Students applying to law school should have a record of high achievement in a broad and challenging program of study. There is no required major for admission to law school. Rather, students planning to attend law school should pursue a serious and demanding course of study that will help them understand society and themselves, and help develop the intellectual abilities, and insights needed to practice law. Pre-law students should incorporate into their undergraduate program courses that enhance their understanding of politics and government, develop their writing skills, provide training in the use of language and reasoning, and increase their understanding of history, economics and the world in which they will live.
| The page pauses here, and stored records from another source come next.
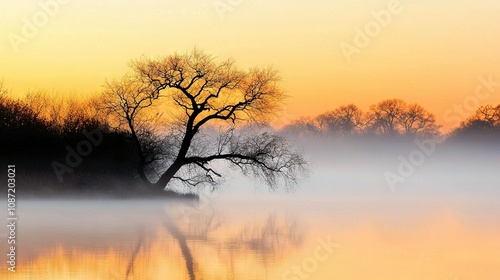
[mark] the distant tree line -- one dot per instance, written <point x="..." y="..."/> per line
<point x="37" y="130"/>
<point x="392" y="118"/>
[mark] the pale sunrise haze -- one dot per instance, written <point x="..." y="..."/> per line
<point x="429" y="52"/>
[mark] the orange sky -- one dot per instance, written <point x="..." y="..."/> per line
<point x="420" y="51"/>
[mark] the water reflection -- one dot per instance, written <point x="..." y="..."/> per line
<point x="244" y="240"/>
<point x="148" y="240"/>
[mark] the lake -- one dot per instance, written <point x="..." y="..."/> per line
<point x="260" y="235"/>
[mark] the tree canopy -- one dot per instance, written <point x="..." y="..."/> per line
<point x="217" y="109"/>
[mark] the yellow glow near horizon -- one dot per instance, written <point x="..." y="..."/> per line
<point x="430" y="53"/>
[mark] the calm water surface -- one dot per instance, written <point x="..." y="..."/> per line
<point x="282" y="237"/>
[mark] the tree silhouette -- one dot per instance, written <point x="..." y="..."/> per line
<point x="394" y="116"/>
<point x="202" y="93"/>
<point x="345" y="120"/>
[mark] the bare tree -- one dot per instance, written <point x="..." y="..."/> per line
<point x="394" y="116"/>
<point x="383" y="117"/>
<point x="202" y="93"/>
<point x="345" y="120"/>
<point x="417" y="121"/>
<point x="302" y="127"/>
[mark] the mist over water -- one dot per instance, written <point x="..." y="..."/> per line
<point x="440" y="223"/>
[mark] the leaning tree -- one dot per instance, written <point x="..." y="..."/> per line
<point x="188" y="112"/>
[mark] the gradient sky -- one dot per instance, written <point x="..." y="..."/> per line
<point x="430" y="52"/>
To prepare students for law school, Albright offers a pre-law program consisting of a major of the student’s choice, other recommended courses (see below), and a systematic process for advising from the freshman through senior years. Students considering law school should confer with our Pre-Law Advisor, Suzanne Palmer, J.D. LL.M., Assistant Professor of Economics and Business. Professor Palmer is an attorney and an experienced pre-law advisor who can guide students through the process of preparing for a career in law and the law school application process.
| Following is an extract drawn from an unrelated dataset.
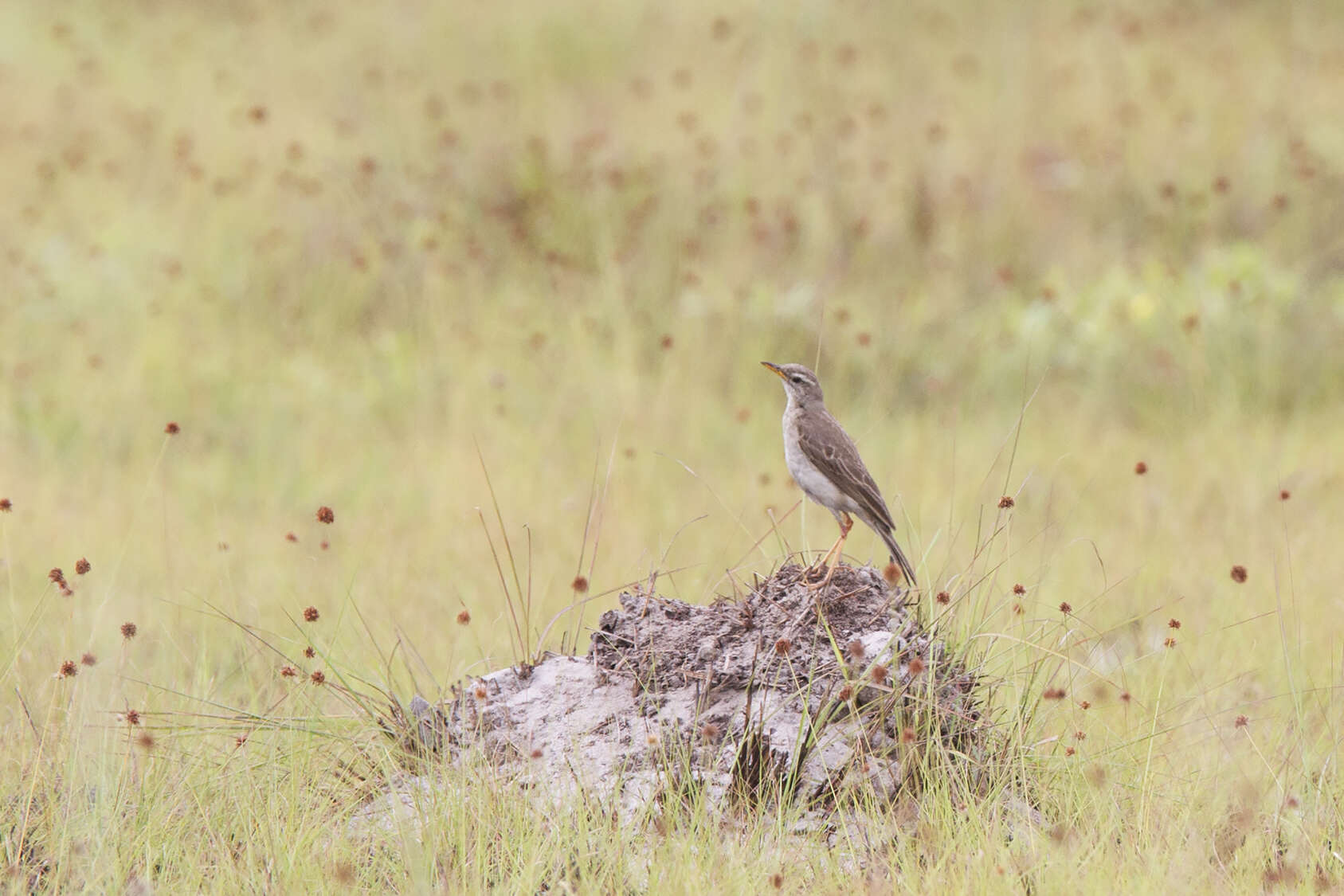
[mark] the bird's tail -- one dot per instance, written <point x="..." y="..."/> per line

Several specific courses are recommended for pre-law students, regardless of their majors, with the understanding that most pre-law students will take some, but not all of these courses:
• Constitutional Law (POL 371)
• Civil Liberties (POL 372)
• Critical Thinking (PHI 150)
For students interested in a more intensive academic preparation for law school, Albright offers an interdisciplinary Legal Studies Minor, which incorporates the courses listed above along with other courses designed to explore the role of the legal system in the American society and polity. See the Political Science section for specific requirements.
Those interested in corporate law should also consider:
• Financial Accounting (ACC 101)
• Principles of Economics (ECO 105)
• Business Law I (BUS 250)
Courses that enhance writing skills, analytical, abstract, and/or quantitative skills or that develop understanding of history and values also are especially good preparation for law school and the legal profession, as are courses that increase reading ability and comprehension.